Auch er beschrieb Kühllastwagen, die während der Zeit, in der er dort arbeitete, ein paar Mal pro Woche ankamen und jedes Mal Hunderte von Leichen transportierten, die die Arbeiter in den Boden warfen. Er bedeckte sie mit Erde, sagte er, und rollte manchmal seinen Bulldozer über die Baustelle, um sie fest zu verdichten, damit Hunde die Leichen nicht ausgraben konnten.

Er erinnerte sich, dass der Geruch des Todes so stark war, dass er ohnmächtig wurde.

Einmal, sagte er, kamen sieben Leichen, darunter zwei Frauen und ein Kind, in einem Eiswagen an. Der Anblick verfolgt ihn noch ein Jahrzehnt später in Deutschland, wo er ein Flüchtling ist.

„Ich kann kein Eis mehr essen“, sagte er.

Anfang 2013 sagte der Mann, der den weißen Bus fuhr, die Regierung habe ein neues Massengrab in der Nähe einer syrischen Armeebasis in Qutayfa, einer Stadt nördlich von Damaskus, angelegt.

Dort habe ein motorisierter Bagger bis zu 100 Meter lange Gräben ausgehoben, sagte er.

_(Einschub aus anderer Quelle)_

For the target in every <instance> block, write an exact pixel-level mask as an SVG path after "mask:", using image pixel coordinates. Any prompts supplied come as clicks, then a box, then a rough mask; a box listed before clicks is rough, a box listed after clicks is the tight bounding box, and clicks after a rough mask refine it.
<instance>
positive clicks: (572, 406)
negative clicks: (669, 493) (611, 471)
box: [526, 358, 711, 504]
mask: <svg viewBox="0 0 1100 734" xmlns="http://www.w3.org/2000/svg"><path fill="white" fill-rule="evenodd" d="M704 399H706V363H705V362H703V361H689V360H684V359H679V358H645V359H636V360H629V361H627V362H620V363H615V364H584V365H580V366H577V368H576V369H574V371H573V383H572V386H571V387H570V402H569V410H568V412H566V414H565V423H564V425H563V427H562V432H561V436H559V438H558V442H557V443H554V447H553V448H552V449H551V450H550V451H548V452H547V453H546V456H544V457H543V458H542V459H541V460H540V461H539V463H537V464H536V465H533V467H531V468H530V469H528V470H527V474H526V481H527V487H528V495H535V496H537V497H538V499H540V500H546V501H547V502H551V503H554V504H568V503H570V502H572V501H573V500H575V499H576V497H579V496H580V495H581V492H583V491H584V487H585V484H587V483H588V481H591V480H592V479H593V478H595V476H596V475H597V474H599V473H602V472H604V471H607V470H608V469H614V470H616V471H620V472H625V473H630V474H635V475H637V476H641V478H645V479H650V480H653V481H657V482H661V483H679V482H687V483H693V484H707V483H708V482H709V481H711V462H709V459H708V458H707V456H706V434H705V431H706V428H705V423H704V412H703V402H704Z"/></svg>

Als die Kühllastwagen ankamen, neigten sie ihre Betten, um die Leichen in einem Ende des Grabens abzuladen. Wenn sie stecken blieben, schleppten die Arbeiter sie in den Graben, wo der Bagger sie vergrub.

Die nächste Gruppe von Leichen ging in den nächsten Teil des Grabens, ein zermürbender Prozess, der sich wiederholte, bis der Graben voll war, sagte er. Dann würde der Bagger einen neuen Graben ausheben.

Basierend auf seinen Berichten lokalisierte die New York Times die Stelle und untersuchte Satellitenbilder aus dieser Zeit, die lange Gräben zeigten, die sich allmählich mit Erde füllten. Einige Bilder zeigen einen Bagger auf der Baustelle, und mindestens eines zeigt einen weißen Bus.

Walid Hashim, ein ehemaliger Soldat, der in Qutayfa diente, bevor er Ende 2012 überlief, identifizierte denselben Ort als Massengrab. In einem Telefoninterview sagte er, der Ort sei ein Schießstand, den die Regierung ausgehoben habe, um die Leichen von Menschen zu begraben, die in Haft gestorben seien.

Das Gebiet sei streng bewacht worden, um die Leute fernzuhalten, sagte er, aber jeder auf der Basis wusste, wozu es diente.

„Sie haben nicht darüber gesprochen oder danach gefragt“, sagte Mr. Hashim. „Aber jeder, der dort gearbeitet hat, kannte den Friedhof.“

Christoph Köttl beigesteuerte Berichterstattung aus New York, Karam Schoumali aus Berlin u Asmaa al-Omar aus Beirut.